Somewhat related, Adrian Roselli recommends using CSS selectors to try and enforce proper use of aria https://adrianroselli.com/2021/06/using-css-to-enforce-accessibility.html
Fascinating. Will have to read that to see if the reasoning is any different from when we originally thought it was good to use microformats classes as styling hooks as well
Ah that's very different reasoning and use-cases! The stuff about using ARIA as hooks for the state of an element make complete sense, though I feel there should've been at least a mention of the respective CSS pseudo-classes, their similarities, and when to use one or the other or both
ah, interesting point. if i understand this advice correctly, wherever a CSS pseudo-class exists typically you wouldn't be using ARIA anyway, since the preference is to use HTML-native elements and semantics first, with ARIA as a fallback.
Yes that is how it's supposed to work. As with anything there's always the danger of overuse (remember when people used to put u-photo on every img tag?)
[tantek]4: I think I need to fix some code that still overscopes on that
A CSV with a few million links from IndieWeb Search is available now: https://github.com/capjamesg/indieweb-search-links/blob/main/data/2022-09-12.csv.gz
nice, i see 1.4 million lines.. i'm going to feed unique domains back into indieweb.rocks
I crawled your people.txt list plus a few others. I wouldn't recommend crawling the "target" links.
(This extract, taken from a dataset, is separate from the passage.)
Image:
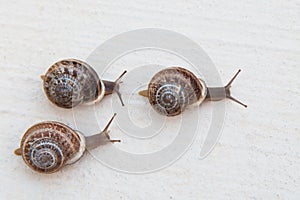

angelo I can send you raw HTML if it's helpful too.
you have 1.4 million pages of raw HTML?
I have 250k.
Each page can have multiple outgoing links which is why there are 1.4 million lines of links.
if there's a reasonable way to transfer them i could put them to use.. what size are we talking about?
if you could limit it to the domain's homepage only, that'd be ideal
4.3gb according to Elasticsearch.
(if there's any stats people are interested in, let me know so I can add it to the crawler - crawls run weekly now)
what are the h_card and is_homepage records?
is_homepage tracks if a page is a root.
h-card is the h-card found on the page.
I use that to show profile pictures in search results.
is the h-card representative?
Let me check.
I'm sorry but it's not.
It looks for a h-card on the page and if it can't find one it does authorship discovery.
that's cool. if you could give me a list of the domains with h-cards on them that'd be exactly what i'm looking for. how difficult would that be to pull out?
Not too difficult. I can share it tomorrow.